JAKARTA – Kementerian Pariwisita lalu Perekonomian Kreatif (Kemenparekraf) RI turut menanggapi viralnya ulah sekelompok oknum pekerja migran Indonesia (PMI) di area Negeri Sakura yang mana dilaporkan telah terjadi menyebabkan keresahan di area kalangan warga lokal.
Adyatama Kepariwisataan juga Sektor Bisnis Kreatif Ahli Utama Kemenparekraf Nia Niscaya mengungkapkan kekecewaannya berhadapan dengan ulah sekelompok oknum PMI tersebut. Apalagi, menurutnya, persepsi juga nama baik suatu negara berakar dari budaya yang tersebut harus tetap saja dijunjung tinggi oleh setiap warga negara ketika berada pada negara lain.
“Saya sangat kecewa, menyayangkan, dan juga semoga itu bukan terulang. Jadi ini kembali teman-teman sekalian. Peluang Usaha Pariwisata itu juga merancang persepsi tentang negara,” ujar Nia pada ‘The Weekly Brief with Sandi Uno (WBSU)’ dalam Kantor Kemenparekraf, Jakarta, Awal Minggu (2/9/2024).
“Pariwisata kita itu akarnya adalah budaya serta alam. Jadi salah satu modal itu adalah budaya. Jadi kalau budaya kita seperti itu kayaknya kurang elok ya,” sambungnya.
Nia berharap kejadian ini bukan kembali terulang dalam kemudian hari.
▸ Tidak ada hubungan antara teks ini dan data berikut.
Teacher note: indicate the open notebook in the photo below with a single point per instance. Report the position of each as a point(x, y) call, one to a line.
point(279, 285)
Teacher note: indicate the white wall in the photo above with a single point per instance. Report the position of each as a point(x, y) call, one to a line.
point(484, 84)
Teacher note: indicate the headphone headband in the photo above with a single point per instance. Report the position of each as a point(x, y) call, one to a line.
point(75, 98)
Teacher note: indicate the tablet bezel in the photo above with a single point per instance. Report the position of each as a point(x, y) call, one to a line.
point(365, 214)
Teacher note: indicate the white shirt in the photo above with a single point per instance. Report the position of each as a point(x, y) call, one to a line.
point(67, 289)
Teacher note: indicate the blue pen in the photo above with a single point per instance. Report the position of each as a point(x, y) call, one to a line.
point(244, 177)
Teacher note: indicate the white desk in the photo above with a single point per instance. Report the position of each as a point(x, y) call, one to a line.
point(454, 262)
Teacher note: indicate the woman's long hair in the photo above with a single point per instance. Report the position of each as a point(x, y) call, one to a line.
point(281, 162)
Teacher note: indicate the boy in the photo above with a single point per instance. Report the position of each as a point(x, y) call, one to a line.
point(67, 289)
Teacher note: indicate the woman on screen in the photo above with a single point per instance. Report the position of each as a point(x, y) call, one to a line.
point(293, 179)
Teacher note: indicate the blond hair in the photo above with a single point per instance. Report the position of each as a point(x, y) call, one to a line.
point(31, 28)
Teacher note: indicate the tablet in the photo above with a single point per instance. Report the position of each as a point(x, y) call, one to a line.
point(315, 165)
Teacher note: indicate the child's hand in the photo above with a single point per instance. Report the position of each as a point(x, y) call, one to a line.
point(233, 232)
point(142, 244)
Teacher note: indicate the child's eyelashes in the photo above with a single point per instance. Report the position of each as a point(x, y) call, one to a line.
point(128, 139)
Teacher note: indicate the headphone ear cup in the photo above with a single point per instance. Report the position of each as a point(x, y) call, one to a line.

Ia mewakili Kemenparekraf juga pemerintah Indonesia turut mengungkapkan permohonan maaf melawan aksi sekelompok oknum PMI tersebut.
Sebagai perbuatan lanjut, Nia memastikan, pihaknya akan berkoordinasi dengan lembaga juga instansi atau perwakilan terkait untuk melakukan beberapa jumlah langkah agar kejadian yang dimaksud tak kembali terulang dalam kemudian hari.
“Jadi ini mohon tidak ada terulang kembali, kemudian kami sangat menyesalkan. Mohon maaf untuk aparat setempat,” ungkapnya.
“Dan ini kami akan koordinasi dengan perwakilan bagaimana status itu, juga bagaimana upaya kita atau lewat perwakilan sebab agar tidak ada terulang kembali,” lanjut Nia.